I've done this sportswriting thing at the Star Tribune for 34 years. In that time, I've covered everything from the Summer Olympics, Ryder Cups, the Masters, Final Fours, NBA and NHL finals and the World Series to Wimbledon and a six-week assignment traveling 2,400 miles across the Southern Ocean to Antarctica.

A mere 35 seconds of it all — and three uttered words — on a subzero winter's afternoon in January 2005 remain about as memorable as any.

That's when our Vikings beat writer at the time, Kevin Seifert, asked me rather sheepishly if I'd go stand out in the cold as a Thursday turned to dusk just in case Randy Moss had anything to say about the $10,000 fine he had just received from the NFL for pretending to moon the Green Bay crowd during a playoff game the previous Sunday.
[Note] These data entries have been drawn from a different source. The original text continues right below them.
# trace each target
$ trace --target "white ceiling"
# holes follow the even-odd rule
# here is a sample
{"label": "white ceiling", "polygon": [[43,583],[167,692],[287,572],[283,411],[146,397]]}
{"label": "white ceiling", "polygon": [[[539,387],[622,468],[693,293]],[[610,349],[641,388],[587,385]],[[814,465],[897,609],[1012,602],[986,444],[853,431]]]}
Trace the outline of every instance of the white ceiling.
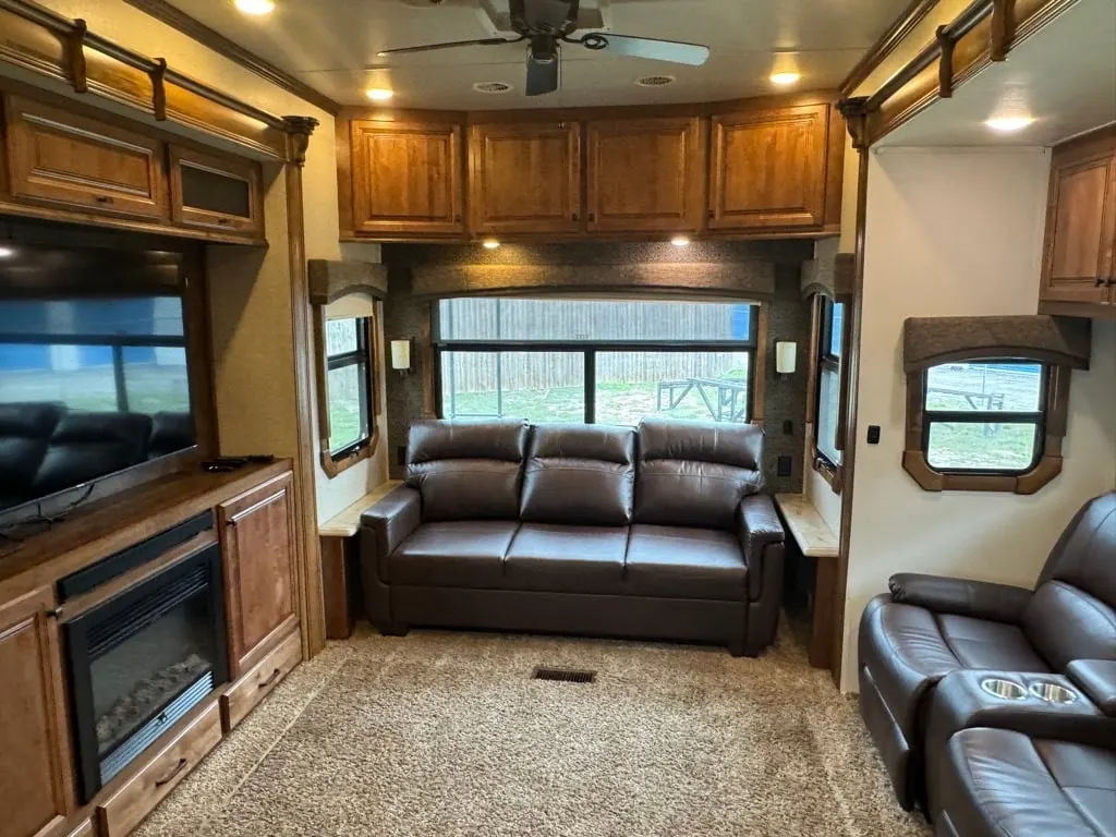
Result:
{"label": "white ceiling", "polygon": [[[530,99],[522,94],[523,45],[376,57],[382,49],[492,37],[492,13],[499,20],[507,0],[276,0],[276,11],[259,18],[241,15],[232,0],[172,2],[341,104],[367,104],[366,88],[391,87],[398,107],[468,110],[757,96],[773,92],[768,76],[782,69],[802,74],[798,89],[835,88],[908,0],[585,0],[590,15],[599,7],[606,30],[705,44],[711,57],[687,67],[566,46],[562,89]],[[677,80],[635,84],[662,74]],[[478,81],[514,89],[475,93]]]}
{"label": "white ceiling", "polygon": [[[1012,134],[984,125],[1026,114]],[[1116,122],[1116,0],[1077,2],[1008,54],[905,125],[881,146],[1055,145]]]}

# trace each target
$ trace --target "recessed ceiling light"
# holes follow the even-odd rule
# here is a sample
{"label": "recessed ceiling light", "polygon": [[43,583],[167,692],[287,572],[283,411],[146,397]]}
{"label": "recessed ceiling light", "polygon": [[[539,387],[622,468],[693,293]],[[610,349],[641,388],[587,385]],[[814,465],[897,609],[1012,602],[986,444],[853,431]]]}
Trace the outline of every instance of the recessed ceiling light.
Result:
{"label": "recessed ceiling light", "polygon": [[244,15],[270,15],[276,10],[275,0],[233,0]]}
{"label": "recessed ceiling light", "polygon": [[992,131],[999,131],[1001,134],[1010,134],[1014,131],[1022,131],[1028,125],[1035,122],[1033,116],[993,116],[991,119],[984,122]]}

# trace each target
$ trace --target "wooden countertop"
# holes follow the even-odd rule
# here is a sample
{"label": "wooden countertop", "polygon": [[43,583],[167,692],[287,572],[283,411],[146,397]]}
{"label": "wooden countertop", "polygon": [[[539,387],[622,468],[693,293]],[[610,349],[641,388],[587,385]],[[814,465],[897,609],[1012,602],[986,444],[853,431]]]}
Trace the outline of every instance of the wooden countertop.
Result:
{"label": "wooden countertop", "polygon": [[290,460],[276,460],[227,473],[187,471],[94,500],[15,551],[0,550],[0,602],[54,584],[290,469]]}
{"label": "wooden countertop", "polygon": [[836,558],[840,539],[826,526],[818,510],[801,494],[776,494],[776,506],[782,512],[787,528],[798,541],[802,555],[811,558]]}
{"label": "wooden countertop", "polygon": [[325,523],[318,525],[318,536],[323,538],[352,538],[360,528],[360,516],[365,509],[379,500],[384,494],[396,485],[402,485],[400,480],[388,480],[377,485],[367,494],[362,497],[345,511],[329,518]]}

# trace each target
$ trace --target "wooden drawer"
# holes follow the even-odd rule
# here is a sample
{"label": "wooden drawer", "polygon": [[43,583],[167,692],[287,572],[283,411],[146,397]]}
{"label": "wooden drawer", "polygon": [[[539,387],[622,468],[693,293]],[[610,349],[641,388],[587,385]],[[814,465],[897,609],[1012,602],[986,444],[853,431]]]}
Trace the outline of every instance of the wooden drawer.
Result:
{"label": "wooden drawer", "polygon": [[211,703],[142,771],[97,806],[100,837],[124,837],[221,742],[221,711]]}
{"label": "wooden drawer", "polygon": [[12,196],[165,221],[163,143],[19,96],[6,99]]}
{"label": "wooden drawer", "polygon": [[252,666],[221,695],[221,720],[225,731],[244,720],[256,704],[271,694],[283,677],[302,662],[302,638],[294,631],[279,646]]}

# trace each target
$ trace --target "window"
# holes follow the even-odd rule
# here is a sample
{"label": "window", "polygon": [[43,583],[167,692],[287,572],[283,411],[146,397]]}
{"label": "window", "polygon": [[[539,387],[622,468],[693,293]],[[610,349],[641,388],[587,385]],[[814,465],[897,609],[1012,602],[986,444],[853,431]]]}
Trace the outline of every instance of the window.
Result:
{"label": "window", "polygon": [[841,464],[837,444],[840,424],[840,364],[845,304],[818,297],[817,415],[814,422],[815,456],[830,473]]}
{"label": "window", "polygon": [[344,470],[338,463],[358,461],[373,441],[372,318],[327,319],[324,337],[329,446],[323,453],[334,464],[326,469],[334,475]]}
{"label": "window", "polygon": [[912,373],[904,468],[931,491],[1032,493],[1060,470],[1068,391],[1068,368],[1027,359]]}
{"label": "window", "polygon": [[740,302],[444,299],[440,415],[748,422],[758,317]]}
Kevin had so done every other day that week, casing out the parking lot, chasing news as players left for the day. But it was a Thursday, and deadline for a package of Sunday stories loomed and so he asked me — a very occasional helper out at Winter Park — if I'd do the often fruitless leg work.
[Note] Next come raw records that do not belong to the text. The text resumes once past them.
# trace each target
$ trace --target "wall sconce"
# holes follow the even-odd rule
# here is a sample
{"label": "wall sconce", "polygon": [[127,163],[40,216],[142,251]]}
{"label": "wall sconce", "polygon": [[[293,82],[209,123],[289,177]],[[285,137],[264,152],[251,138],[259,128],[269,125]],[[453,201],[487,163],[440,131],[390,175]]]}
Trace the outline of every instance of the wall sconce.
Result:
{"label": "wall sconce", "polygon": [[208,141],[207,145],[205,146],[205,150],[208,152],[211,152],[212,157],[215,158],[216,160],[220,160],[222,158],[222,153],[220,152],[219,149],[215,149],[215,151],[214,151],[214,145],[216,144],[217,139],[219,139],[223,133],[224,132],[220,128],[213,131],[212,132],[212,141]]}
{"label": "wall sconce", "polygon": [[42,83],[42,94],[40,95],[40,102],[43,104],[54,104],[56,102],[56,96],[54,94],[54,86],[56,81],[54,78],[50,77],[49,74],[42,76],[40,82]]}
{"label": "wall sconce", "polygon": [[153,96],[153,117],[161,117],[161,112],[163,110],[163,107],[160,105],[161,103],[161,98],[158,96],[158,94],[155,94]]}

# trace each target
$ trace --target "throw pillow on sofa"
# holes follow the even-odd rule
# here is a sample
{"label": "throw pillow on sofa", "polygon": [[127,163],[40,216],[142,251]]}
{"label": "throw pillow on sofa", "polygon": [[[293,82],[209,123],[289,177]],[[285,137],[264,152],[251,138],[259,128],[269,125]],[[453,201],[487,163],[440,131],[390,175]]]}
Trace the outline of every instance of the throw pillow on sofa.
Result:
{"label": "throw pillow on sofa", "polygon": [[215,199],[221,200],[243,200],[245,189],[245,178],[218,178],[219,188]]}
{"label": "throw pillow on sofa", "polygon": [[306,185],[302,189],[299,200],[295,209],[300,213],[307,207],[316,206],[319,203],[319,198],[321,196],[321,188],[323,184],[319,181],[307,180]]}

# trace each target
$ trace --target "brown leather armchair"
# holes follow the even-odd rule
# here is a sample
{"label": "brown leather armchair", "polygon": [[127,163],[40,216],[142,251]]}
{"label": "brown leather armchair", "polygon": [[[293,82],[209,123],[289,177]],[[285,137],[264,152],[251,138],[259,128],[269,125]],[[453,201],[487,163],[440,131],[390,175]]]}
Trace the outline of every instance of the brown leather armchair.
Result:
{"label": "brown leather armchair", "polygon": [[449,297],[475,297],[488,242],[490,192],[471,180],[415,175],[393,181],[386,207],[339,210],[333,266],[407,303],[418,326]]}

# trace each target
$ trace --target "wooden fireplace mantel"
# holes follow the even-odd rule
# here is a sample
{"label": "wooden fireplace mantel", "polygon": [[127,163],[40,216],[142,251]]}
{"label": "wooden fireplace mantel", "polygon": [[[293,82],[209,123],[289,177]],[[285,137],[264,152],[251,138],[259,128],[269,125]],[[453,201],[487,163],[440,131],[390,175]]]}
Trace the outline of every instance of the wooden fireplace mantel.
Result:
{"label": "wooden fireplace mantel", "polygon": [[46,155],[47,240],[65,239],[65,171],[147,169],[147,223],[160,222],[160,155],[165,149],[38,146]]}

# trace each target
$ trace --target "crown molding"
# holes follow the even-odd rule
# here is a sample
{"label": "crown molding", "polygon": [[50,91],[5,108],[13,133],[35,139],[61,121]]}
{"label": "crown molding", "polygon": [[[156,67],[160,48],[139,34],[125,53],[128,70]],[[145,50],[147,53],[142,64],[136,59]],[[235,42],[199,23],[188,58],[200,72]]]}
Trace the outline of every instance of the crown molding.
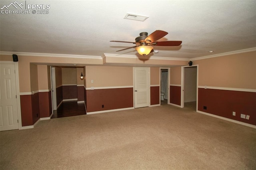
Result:
{"label": "crown molding", "polygon": [[234,51],[233,51],[227,52],[226,53],[221,53],[218,54],[214,54],[213,55],[206,55],[203,57],[200,57],[196,58],[190,59],[190,60],[198,60],[199,59],[206,59],[210,58],[213,58],[215,57],[221,57],[225,55],[231,55],[233,54],[239,54],[240,53],[246,53],[248,52],[252,52],[256,51],[256,47],[253,48],[247,48],[246,49],[240,49],[239,50]]}
{"label": "crown molding", "polygon": [[[115,54],[108,54],[104,53],[102,57],[104,58],[106,57],[116,57],[118,58],[138,58],[136,55],[122,55]],[[188,58],[173,58],[173,57],[150,57],[150,59],[152,59],[162,60],[179,60],[179,61],[189,61],[189,59]]]}
{"label": "crown molding", "polygon": [[75,55],[72,54],[52,54],[48,53],[25,53],[23,52],[0,51],[2,55],[12,55],[16,54],[18,55],[35,57],[59,57],[66,58],[78,58],[102,59],[101,56],[94,55]]}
So out I went with several other media members to await Moss' departure for the day. He finally appeared, wearing a black hooded sweatshirt that covered everything but a grin when he was asked by a KARE-TV Ch. 11 producer if he had written the NFL a check yet.

"When you're rich, you don't write checks," he said.

So if you don't write checks, how do you pay these guys, he was asked?

It was then that Moss uttered the immortal words that would have broken Twitter if it had existed then.

"Straight cash, homie."

And it wasn't even his best quote of the short exchange.

Before he ducked into his vehicle and drove away, he said $10,000 didn't mean, well, anything to him.

"Ain't nothing but 10 grand. What's 10 grand to me?" he asked.

Then he said next time he might shake something other than his behind.

And off he drove.

When I returned to the warmth of the Winter Park media work room, Kevin asked me how it went and if my time out in the plunging temperature had been in vain. As did some of Moss' words that day, my reply required an editor's touch, but paraphrased:

Pure gold.

This story originally appeared in the August 3, 2018 Star Tribune at the time Randy Moss was inducted into the Pro Football Hall of Fame.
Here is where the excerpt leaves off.